Net flows for Aviva’s wealth division rose 16% year-on-year to £5.8bn for the first half of the year, despite a dip in flows during the first quarter.
The net flows represented 6% of opening assets under management.
Net flows for the division dropped 15% in the first quarter to £2.3bn due to the outflow of assets of a large workplace scheme which had switched to another provider.
Aviva attributed the turnaround in net flows to increase regular contributions to its workplace propositions and continued growth in its platform business.
Assets under management for the wealth division grew by 6% over the half to £209bn at the end of June (December 2024: £198bn).

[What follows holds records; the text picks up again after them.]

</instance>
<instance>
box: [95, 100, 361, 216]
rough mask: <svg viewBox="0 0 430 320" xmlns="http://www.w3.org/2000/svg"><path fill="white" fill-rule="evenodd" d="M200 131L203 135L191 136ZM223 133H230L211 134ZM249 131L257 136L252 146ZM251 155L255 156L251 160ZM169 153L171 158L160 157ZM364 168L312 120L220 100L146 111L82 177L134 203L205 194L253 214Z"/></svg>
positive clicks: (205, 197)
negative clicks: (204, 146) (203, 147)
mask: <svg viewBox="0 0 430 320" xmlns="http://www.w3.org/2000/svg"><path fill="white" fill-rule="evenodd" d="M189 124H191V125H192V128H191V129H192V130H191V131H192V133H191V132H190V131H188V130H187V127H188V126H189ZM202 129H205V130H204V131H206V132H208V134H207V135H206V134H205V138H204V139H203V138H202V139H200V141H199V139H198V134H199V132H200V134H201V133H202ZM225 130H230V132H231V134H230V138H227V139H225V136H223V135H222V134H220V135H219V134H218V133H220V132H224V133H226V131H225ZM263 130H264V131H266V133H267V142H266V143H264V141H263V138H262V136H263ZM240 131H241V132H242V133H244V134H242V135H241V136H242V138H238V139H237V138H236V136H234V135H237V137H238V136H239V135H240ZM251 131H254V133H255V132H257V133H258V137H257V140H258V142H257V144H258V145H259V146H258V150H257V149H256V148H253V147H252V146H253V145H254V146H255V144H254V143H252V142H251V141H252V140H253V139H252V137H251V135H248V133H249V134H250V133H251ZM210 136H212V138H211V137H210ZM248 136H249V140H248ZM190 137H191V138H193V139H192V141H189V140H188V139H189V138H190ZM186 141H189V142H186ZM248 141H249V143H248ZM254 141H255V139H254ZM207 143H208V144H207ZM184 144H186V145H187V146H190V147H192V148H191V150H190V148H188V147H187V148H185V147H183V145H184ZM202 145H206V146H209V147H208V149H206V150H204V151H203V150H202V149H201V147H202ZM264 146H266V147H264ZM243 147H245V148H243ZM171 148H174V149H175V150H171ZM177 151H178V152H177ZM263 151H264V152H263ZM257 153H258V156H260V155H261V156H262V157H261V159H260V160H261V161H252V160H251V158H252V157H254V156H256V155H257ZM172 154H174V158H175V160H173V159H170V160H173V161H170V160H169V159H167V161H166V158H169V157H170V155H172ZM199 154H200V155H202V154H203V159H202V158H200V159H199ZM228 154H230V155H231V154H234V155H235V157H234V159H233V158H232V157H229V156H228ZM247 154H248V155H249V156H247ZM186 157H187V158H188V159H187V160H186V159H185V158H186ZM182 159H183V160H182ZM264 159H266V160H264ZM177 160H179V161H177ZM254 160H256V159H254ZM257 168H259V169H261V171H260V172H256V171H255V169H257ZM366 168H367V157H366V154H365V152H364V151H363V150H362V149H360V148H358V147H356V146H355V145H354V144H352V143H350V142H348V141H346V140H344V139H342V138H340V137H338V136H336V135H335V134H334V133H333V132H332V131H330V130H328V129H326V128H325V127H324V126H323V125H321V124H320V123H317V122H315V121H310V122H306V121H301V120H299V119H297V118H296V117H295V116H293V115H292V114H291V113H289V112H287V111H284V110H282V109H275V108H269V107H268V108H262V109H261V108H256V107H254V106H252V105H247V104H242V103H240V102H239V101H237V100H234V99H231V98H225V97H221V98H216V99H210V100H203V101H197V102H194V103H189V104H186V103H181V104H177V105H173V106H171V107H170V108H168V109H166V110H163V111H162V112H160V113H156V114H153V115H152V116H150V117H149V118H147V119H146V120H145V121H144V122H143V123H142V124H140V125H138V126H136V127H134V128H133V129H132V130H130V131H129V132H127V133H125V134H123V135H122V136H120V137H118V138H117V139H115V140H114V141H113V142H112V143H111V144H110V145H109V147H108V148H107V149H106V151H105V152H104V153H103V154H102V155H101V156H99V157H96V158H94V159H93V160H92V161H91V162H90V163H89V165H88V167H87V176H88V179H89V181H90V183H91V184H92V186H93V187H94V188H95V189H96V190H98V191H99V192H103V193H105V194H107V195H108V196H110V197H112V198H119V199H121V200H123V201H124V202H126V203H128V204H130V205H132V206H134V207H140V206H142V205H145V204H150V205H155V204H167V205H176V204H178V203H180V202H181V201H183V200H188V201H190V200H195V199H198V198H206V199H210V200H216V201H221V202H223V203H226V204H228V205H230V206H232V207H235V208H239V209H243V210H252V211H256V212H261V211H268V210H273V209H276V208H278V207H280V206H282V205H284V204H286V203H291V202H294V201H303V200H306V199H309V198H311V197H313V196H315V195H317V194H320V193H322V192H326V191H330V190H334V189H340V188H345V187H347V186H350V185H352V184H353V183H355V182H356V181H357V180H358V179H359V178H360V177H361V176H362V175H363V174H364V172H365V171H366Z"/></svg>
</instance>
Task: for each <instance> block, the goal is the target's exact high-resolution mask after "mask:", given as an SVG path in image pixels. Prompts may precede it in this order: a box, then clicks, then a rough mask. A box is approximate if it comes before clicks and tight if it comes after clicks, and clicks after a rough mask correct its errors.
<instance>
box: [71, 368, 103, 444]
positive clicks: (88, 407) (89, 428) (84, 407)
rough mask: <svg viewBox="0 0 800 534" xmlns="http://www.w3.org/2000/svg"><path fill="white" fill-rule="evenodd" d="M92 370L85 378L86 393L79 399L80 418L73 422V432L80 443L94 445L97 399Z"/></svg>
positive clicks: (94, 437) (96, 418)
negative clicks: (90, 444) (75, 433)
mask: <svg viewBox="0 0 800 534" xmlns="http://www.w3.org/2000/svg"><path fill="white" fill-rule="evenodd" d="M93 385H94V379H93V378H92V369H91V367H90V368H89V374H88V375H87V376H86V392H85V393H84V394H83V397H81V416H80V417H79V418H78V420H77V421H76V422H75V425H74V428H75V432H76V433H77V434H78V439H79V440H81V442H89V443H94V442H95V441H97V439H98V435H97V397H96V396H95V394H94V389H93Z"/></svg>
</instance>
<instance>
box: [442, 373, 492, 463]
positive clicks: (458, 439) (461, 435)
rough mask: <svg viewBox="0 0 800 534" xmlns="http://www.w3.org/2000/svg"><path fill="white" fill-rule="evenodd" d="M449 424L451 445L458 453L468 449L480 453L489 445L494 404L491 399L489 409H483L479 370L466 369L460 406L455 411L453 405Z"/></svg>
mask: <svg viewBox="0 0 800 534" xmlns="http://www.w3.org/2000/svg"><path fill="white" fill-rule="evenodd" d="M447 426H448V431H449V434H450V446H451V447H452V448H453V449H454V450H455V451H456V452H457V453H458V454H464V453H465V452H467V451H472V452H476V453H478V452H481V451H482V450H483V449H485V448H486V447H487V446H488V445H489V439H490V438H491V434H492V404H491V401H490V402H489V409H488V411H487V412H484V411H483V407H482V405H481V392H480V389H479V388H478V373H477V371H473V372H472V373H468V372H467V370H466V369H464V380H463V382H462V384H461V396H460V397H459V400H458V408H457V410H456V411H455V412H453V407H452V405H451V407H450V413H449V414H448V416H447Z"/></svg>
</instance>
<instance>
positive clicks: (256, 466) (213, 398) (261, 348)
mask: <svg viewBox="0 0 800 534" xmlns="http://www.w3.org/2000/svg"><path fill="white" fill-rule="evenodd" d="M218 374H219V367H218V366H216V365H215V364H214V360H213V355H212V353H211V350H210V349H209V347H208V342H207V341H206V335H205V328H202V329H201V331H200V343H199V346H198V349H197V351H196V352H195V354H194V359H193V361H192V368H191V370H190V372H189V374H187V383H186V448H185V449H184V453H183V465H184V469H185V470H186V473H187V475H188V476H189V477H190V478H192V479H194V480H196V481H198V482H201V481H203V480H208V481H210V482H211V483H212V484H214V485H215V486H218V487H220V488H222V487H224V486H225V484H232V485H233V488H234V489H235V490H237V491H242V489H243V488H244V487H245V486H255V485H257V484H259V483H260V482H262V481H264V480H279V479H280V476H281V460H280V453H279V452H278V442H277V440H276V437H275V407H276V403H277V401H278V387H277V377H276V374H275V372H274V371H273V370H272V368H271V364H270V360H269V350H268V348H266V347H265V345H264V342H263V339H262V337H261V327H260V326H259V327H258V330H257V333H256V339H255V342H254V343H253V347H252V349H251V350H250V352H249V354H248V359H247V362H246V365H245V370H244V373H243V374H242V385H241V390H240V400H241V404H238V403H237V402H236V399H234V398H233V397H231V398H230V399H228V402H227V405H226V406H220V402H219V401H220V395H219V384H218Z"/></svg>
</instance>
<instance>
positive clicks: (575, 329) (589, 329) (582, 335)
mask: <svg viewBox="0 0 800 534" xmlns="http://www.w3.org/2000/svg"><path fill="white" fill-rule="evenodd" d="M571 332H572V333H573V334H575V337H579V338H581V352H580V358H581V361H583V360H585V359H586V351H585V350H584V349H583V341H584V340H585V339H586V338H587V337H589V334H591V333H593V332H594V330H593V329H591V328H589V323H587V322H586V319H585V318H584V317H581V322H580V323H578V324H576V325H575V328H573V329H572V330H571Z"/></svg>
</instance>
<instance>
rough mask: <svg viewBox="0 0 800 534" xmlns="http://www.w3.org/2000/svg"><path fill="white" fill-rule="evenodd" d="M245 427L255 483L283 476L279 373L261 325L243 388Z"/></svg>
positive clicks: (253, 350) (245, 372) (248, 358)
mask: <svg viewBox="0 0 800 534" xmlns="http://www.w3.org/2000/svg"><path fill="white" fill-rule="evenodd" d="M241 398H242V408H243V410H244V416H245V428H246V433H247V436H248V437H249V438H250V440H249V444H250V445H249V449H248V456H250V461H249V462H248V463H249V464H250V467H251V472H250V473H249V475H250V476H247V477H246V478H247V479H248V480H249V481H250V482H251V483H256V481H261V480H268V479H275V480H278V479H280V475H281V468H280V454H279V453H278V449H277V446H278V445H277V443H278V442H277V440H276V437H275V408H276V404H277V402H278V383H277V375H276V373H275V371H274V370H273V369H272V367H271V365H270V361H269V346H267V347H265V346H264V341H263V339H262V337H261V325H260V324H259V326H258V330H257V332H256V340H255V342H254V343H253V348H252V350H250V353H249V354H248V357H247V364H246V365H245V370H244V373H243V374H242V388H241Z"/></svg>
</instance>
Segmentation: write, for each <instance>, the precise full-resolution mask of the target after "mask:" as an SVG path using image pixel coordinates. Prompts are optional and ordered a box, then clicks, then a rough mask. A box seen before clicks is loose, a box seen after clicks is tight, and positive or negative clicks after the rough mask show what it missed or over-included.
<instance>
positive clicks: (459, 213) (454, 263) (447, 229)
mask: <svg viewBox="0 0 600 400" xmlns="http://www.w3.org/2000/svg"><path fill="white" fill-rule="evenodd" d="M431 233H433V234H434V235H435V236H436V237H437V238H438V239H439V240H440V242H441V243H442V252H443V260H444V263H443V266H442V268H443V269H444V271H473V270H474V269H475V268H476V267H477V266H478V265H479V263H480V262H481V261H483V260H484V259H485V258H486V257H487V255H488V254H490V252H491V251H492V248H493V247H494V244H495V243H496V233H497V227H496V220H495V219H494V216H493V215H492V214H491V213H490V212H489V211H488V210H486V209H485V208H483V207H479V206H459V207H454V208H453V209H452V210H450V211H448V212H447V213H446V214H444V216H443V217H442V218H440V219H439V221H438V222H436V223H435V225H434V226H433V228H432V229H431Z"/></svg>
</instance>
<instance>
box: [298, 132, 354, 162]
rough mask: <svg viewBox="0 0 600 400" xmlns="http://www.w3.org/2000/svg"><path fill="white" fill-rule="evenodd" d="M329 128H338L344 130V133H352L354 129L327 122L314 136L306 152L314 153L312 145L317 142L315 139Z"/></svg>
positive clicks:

In a quarterly trading update shared today, the provider said its wealth division continued to see strong growth towards its ambition for £280m of operating profit by 2027.
Amanda Blanc, group CEO of Aviva, said: “We are very well positioned to accelerate growth in the capital-light areas of wealth, health and general insurance, and deliver more and more for our shareholders.”
The results for the provider’s protection and retirement divisions were more muted.
Protection sales fell by 16% over the half, which Aviva attributed to the consolidation of propositions in the second half of 2024 following its acquisition from AIG.
Retirement sales fell 3% to £2.94bn which the provider said reflected “subdued market activity” in bulk purchase annuity schemes. However, individual annuity sales rose 29%. Around £1.3bn of assets from its annuities business and around 65% of workplace net flows went into Aviva Investors funds.
For the overall business group operating profit rose 22% to 1.07bn.